Anyone caught betraying a fellow Muslim risks finding their family dishonoured for generations.
The former president, Saddam Hussein, was betrayed for money in 2003 and so were his two sons, Uday and Qusai.
No longer able to rule through fear and patronage, Saddam was just too tempting a prize for those who knew where he was hiding.
So why has the rewards system worked in Iraq and not in Pakistan?
Terry Pattar, a counter-terrorism expert at Jane's Strategic Advisory Services, thinks the key difference is that in Iraq it was clear that eventually the US would win whereas that is not the case in Pakistan and Afghanistan.
"I think these kinds of rewards perhaps draw out the people who are more likely to give information where it's clear they'll be giving it to the side that is going to eventually win," he says.

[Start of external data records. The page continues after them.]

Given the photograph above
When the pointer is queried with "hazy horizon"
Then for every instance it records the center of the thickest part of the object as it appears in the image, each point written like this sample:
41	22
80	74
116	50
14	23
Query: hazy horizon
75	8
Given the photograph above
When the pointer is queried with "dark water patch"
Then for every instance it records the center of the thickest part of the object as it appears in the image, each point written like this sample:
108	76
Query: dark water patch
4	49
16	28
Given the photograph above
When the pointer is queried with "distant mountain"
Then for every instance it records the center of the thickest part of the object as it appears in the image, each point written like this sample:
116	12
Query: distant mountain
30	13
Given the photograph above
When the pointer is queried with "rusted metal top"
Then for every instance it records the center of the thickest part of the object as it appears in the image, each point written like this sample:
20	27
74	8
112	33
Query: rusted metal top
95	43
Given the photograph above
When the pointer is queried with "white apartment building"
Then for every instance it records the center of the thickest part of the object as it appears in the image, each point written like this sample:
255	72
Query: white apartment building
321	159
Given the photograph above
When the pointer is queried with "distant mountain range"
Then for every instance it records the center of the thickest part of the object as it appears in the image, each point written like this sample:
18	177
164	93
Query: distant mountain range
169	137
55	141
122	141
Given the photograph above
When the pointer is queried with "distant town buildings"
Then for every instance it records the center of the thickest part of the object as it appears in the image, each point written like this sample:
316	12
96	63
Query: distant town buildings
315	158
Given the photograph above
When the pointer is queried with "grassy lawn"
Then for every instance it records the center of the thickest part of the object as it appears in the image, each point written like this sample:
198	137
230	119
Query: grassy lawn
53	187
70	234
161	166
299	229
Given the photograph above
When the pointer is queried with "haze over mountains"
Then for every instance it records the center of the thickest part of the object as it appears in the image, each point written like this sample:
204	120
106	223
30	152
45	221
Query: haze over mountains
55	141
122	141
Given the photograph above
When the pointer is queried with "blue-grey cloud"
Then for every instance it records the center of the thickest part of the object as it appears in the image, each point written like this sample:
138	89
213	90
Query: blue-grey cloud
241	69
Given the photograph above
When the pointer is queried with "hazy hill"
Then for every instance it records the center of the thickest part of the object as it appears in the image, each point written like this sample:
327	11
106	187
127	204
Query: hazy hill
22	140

The most wanted militants are thought to be in Pakistan's tribal territories
"There's less fear of reprisals. They've got more chance of claiming the money and safely using it."

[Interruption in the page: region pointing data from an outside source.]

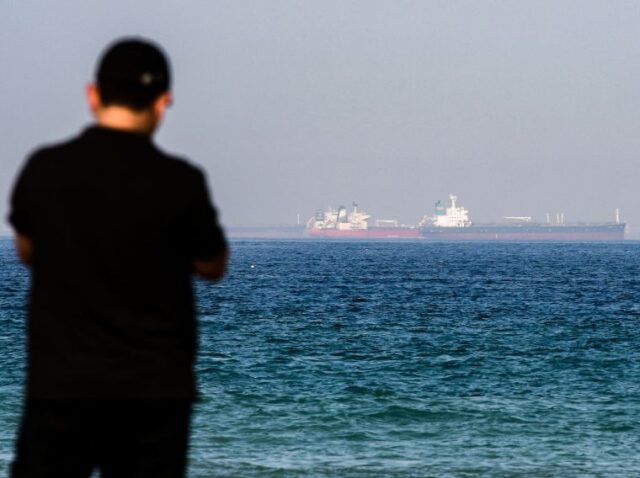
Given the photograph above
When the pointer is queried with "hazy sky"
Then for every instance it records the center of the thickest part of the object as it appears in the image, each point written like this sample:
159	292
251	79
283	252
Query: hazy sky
518	107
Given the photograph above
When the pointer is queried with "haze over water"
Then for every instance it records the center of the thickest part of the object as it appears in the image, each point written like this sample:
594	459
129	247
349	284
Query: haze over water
403	359
520	108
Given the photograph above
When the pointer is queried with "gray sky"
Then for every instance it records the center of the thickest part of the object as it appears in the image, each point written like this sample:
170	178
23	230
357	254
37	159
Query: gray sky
518	107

And that is just the problem.
In Afghanistan and Pakistan's tribal territories, where the Taleban and al-Qaeda are resurgent, the US does benefit from a loose network of informants.
But anyone caught betraying a fellow Muslim risks finding their family dishonoured for generations.
Mike Scheuer believes this explains why after all these years Osama Bin Laden is still a free man.
"It's very unlikely that any Muslim is going to turn him in to the Americans for money," says the former CIA officer, making reference to al-Qaeda's attacks on the US in 2001.
"He's been in Afghanistan since 9/11. It's the third poorest place on the planet. We have $200m of reward money outstanding, including $50m for Osama and no-one has come forward to take a cent.
"I think we need in the West to grow up a little bit, everything doesn't pivot on money."
"In the Islamic world, at least when it comes to Osama Bin Laden, it pivots off of religion," Mike Scheuer says.